The test is repeated from one concurrent user up to 200 concurrent users.
Conclusions
To recap, this benchmark shows data ingestion using a commonly used technique (FHIR Transactions) and achieves overall performance of 11,716.6 resources per second.
We also ran several other common FHIR server scenarios, and achieved the following results at 50 concurrent users (which is a realistic number for the given scale of data and hardware size).
It's worth pointing out a few things about this benchmark:
We are only testing one platform combination here: Smile CDR + EC2 + Aurora RDS (Postgres). Smile supports many different database technologies and deployment models, each of which come with their own advantages and disadvantages. We plan on releasing additional benchmarks in the future using other stacks in order to provide guidance on what combinations work well.
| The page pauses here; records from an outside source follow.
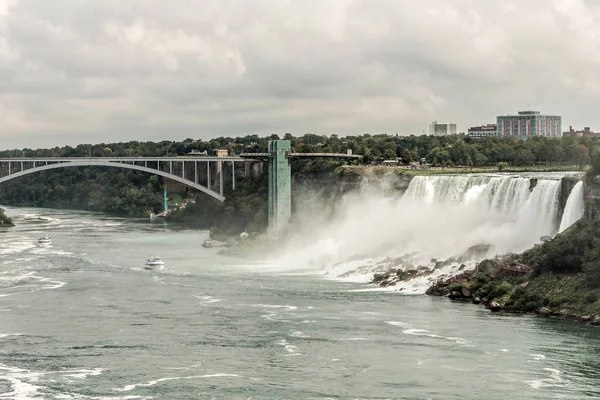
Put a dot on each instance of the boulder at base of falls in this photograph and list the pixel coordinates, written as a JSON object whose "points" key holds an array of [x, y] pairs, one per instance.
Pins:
{"points": [[476, 252], [486, 267], [393, 275]]}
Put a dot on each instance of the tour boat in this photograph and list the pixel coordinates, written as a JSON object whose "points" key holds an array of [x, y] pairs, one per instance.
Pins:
{"points": [[154, 261], [44, 240], [208, 243]]}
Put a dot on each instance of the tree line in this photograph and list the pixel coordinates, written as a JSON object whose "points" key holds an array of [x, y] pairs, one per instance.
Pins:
{"points": [[134, 193], [451, 150]]}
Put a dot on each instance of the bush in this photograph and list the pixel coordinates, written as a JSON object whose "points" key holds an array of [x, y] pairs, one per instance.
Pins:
{"points": [[559, 301], [500, 290], [590, 297]]}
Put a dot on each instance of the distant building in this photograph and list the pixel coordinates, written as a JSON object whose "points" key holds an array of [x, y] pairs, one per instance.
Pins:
{"points": [[528, 124], [442, 129], [478, 132], [198, 153], [586, 132]]}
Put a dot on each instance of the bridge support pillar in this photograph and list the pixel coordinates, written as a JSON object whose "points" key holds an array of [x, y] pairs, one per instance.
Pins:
{"points": [[280, 189]]}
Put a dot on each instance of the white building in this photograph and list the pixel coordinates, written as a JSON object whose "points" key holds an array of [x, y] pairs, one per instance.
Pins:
{"points": [[436, 129]]}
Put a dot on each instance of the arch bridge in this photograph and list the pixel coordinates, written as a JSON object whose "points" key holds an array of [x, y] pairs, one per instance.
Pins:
{"points": [[199, 172], [202, 173]]}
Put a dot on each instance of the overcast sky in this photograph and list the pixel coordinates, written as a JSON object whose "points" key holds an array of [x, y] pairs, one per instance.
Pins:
{"points": [[90, 71]]}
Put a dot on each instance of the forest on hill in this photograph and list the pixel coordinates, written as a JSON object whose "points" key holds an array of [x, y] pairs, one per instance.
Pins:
{"points": [[134, 193]]}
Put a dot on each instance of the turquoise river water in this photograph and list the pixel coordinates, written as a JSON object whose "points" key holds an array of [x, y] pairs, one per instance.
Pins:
{"points": [[82, 319]]}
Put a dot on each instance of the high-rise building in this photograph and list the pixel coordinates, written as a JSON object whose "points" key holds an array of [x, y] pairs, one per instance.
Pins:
{"points": [[442, 129], [586, 132], [528, 124], [478, 132]]}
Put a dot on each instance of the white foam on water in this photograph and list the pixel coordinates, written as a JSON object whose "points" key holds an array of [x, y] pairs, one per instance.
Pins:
{"points": [[439, 217], [27, 385], [299, 334], [397, 323], [425, 332], [556, 379], [16, 245], [207, 299], [175, 378], [538, 357], [290, 348]]}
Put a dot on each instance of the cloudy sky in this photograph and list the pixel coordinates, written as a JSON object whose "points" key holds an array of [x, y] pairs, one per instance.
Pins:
{"points": [[89, 71]]}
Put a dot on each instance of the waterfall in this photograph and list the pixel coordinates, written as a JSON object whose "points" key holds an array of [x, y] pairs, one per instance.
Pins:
{"points": [[574, 207], [439, 217]]}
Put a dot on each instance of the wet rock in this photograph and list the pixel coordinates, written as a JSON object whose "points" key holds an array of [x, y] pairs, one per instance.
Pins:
{"points": [[465, 292], [495, 306], [486, 267], [476, 252], [544, 311]]}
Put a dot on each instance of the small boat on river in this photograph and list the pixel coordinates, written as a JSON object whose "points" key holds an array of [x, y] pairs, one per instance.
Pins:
{"points": [[154, 261], [44, 240], [209, 243]]}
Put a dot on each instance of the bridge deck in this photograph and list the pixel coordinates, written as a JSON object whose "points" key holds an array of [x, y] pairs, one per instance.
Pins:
{"points": [[121, 159], [311, 155]]}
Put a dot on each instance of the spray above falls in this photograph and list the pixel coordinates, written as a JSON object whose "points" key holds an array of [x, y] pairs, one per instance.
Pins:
{"points": [[437, 218]]}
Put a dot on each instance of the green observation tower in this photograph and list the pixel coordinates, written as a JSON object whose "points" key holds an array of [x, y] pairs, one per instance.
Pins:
{"points": [[280, 190]]}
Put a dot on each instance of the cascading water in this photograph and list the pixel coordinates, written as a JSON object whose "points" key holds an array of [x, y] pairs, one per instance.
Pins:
{"points": [[574, 207], [438, 218]]}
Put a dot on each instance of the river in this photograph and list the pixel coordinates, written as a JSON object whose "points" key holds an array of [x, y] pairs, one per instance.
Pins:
{"points": [[83, 319]]}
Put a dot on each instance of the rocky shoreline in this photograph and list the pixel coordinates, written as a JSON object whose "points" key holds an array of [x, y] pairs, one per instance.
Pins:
{"points": [[507, 283]]}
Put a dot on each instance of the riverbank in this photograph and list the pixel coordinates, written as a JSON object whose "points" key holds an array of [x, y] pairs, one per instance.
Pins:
{"points": [[4, 220], [560, 278]]}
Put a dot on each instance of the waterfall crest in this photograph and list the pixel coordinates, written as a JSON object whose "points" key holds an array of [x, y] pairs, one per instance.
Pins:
{"points": [[438, 218], [574, 207]]}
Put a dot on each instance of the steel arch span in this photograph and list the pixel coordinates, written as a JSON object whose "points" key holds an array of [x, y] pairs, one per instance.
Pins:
{"points": [[158, 172]]}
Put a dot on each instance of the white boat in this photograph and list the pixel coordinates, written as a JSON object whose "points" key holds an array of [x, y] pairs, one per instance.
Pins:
{"points": [[154, 261], [209, 243], [45, 240]]}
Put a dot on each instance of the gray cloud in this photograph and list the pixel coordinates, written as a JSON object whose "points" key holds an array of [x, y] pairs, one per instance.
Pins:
{"points": [[109, 70]]}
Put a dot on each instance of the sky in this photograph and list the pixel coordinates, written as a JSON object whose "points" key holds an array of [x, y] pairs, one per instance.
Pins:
{"points": [[100, 71]]}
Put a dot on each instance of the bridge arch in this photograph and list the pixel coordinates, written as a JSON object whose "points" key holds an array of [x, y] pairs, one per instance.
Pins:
{"points": [[114, 165]]}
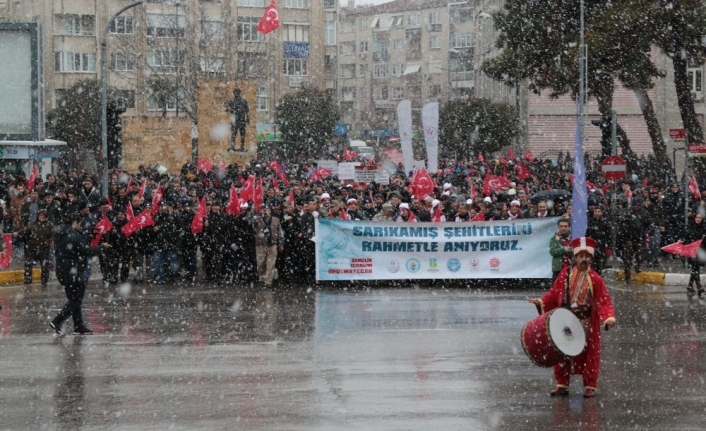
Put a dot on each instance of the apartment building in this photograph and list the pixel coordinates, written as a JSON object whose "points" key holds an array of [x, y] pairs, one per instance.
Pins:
{"points": [[180, 43], [421, 50]]}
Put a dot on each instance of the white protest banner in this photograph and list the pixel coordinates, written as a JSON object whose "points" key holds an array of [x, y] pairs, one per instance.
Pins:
{"points": [[430, 120], [346, 171], [330, 165], [404, 123], [366, 250]]}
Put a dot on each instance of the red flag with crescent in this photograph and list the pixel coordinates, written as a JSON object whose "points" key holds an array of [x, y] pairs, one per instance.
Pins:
{"points": [[102, 227], [270, 20]]}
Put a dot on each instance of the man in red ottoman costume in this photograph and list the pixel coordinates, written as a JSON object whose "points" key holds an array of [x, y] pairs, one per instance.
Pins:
{"points": [[581, 290]]}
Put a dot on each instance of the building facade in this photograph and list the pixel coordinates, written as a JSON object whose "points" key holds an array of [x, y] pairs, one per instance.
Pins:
{"points": [[160, 51]]}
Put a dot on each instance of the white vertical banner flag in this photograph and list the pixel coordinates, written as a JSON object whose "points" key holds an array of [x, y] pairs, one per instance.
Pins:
{"points": [[430, 121], [404, 123]]}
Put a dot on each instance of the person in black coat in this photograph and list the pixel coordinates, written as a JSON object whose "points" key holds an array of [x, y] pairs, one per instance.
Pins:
{"points": [[694, 232], [72, 253]]}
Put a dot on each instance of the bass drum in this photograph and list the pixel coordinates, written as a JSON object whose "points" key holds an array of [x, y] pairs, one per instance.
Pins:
{"points": [[552, 337]]}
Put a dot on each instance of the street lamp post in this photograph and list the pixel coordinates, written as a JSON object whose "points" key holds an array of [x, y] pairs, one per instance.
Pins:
{"points": [[448, 52], [104, 95]]}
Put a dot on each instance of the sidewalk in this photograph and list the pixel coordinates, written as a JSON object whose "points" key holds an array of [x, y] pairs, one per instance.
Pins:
{"points": [[669, 272]]}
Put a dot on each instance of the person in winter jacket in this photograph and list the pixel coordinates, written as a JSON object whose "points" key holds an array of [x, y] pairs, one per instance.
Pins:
{"points": [[72, 253]]}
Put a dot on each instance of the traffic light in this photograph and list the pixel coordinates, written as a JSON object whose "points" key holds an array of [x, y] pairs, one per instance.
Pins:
{"points": [[606, 125], [114, 127]]}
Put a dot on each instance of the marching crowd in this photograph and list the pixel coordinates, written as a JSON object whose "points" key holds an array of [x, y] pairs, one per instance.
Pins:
{"points": [[253, 240]]}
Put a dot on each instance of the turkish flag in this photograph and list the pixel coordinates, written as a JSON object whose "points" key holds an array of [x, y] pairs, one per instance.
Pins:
{"points": [[422, 184], [494, 182], [688, 250], [33, 177], [197, 223], [522, 172], [157, 197], [247, 192], [257, 198], [270, 19], [101, 229], [694, 188], [233, 206], [143, 186], [142, 220]]}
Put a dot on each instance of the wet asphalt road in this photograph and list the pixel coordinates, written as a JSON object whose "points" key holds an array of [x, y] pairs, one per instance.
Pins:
{"points": [[198, 358]]}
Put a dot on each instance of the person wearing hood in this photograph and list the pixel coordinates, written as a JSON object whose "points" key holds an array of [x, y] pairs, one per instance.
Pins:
{"points": [[72, 254]]}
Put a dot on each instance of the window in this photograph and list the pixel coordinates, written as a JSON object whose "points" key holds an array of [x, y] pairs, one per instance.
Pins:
{"points": [[435, 42], [347, 48], [165, 25], [74, 62], [347, 71], [297, 4], [397, 69], [296, 67], [330, 33], [296, 33], [166, 61], [435, 90], [434, 17], [211, 30], [381, 70], [123, 62], [261, 98], [348, 94], [247, 29], [462, 40], [80, 25], [124, 98], [121, 25]]}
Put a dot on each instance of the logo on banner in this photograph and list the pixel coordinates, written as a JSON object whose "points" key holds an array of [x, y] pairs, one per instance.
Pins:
{"points": [[433, 265], [393, 266], [454, 264]]}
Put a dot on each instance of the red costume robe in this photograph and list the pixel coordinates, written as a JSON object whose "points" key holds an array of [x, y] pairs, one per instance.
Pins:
{"points": [[596, 294]]}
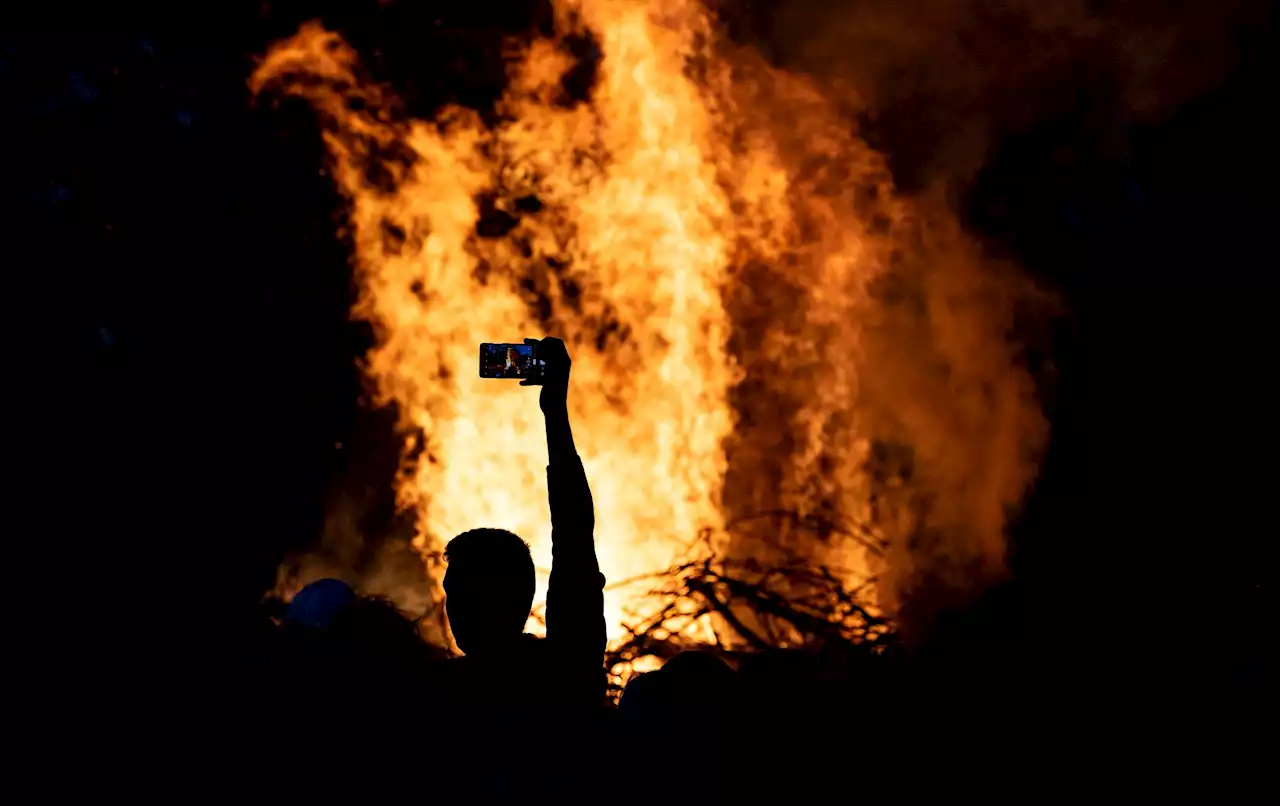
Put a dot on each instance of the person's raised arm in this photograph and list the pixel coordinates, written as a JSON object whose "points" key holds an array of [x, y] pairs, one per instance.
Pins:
{"points": [[575, 599]]}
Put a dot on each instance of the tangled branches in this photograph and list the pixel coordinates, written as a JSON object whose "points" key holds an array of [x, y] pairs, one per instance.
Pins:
{"points": [[735, 601]]}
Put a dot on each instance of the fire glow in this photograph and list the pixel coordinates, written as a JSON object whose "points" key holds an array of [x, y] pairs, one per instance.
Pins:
{"points": [[705, 233]]}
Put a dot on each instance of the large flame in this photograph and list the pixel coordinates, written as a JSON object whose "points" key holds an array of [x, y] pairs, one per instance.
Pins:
{"points": [[704, 232]]}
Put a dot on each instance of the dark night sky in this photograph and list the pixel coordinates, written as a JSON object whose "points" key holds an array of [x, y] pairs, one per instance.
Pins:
{"points": [[183, 360]]}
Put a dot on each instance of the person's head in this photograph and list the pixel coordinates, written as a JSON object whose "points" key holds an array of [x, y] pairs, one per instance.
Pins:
{"points": [[489, 587]]}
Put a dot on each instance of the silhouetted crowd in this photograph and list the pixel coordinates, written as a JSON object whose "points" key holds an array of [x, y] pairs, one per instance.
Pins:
{"points": [[365, 703]]}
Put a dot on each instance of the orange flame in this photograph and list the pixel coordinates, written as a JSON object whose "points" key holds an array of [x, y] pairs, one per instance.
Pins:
{"points": [[705, 237]]}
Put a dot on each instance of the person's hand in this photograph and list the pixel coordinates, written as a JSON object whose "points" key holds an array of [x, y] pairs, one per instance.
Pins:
{"points": [[553, 378]]}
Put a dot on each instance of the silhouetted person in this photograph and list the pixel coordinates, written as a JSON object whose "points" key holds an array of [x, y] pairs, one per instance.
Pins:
{"points": [[524, 708]]}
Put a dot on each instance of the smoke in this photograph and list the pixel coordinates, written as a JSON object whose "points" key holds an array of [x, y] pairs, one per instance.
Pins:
{"points": [[936, 438], [940, 83]]}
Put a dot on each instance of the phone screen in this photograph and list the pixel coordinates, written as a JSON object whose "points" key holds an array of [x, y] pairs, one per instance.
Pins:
{"points": [[508, 360]]}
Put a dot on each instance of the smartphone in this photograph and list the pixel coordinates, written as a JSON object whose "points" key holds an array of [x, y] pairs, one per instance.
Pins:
{"points": [[507, 360]]}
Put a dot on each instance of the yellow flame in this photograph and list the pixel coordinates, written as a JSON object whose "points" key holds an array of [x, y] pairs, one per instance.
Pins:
{"points": [[704, 236]]}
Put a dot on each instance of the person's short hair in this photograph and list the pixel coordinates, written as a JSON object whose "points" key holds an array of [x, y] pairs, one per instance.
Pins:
{"points": [[490, 573]]}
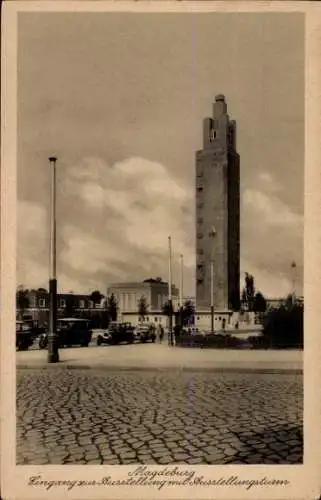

We only tested one backload mechanism: As I mentioned at the outset, Channel Import (Kafka) has traditionally been our best performing option. ETL Import (CSV) has typically performed adequately but not spectacularly, with the tradeoff being that it is very easy to work with if your source data is tabular.
We optimized our search parameters: The FHIR specification contains a huge collection of "default" search parameters. Leaving them all enabled is almost never useful, and more importantly will almost always reduce performance to some degree and increase storage space.
Most importantly, we focused only on FHIR storage and retrieval here. While our HAPI FHIR engine has been around as long as any offering on the market (and in most cases, much longer), there are many other options out there too. Of course, you want good performance, but I suspect every major solution on the market today can be configured to achieve perfectly acceptable performance and scalability. My own opinion here is this: anyone who tries to use speed as their selling point is probably trying to skirt the fact that their system doesn't offer much else.
People choose Smile because they want a complete package: Need the most comprehensive support for the FHR standard you can find? Check. Need Master Data Management capabilities? Check. Need a reliable pub/sub mechanism? Check. Need HL7 v2.x or CDA interoperability? Check. Need platform independence? Check. Need a partner that can demonstrate a long track record of success in health data and an industry-leading focus? Check.
Need great performance? Yeah, of course, Check.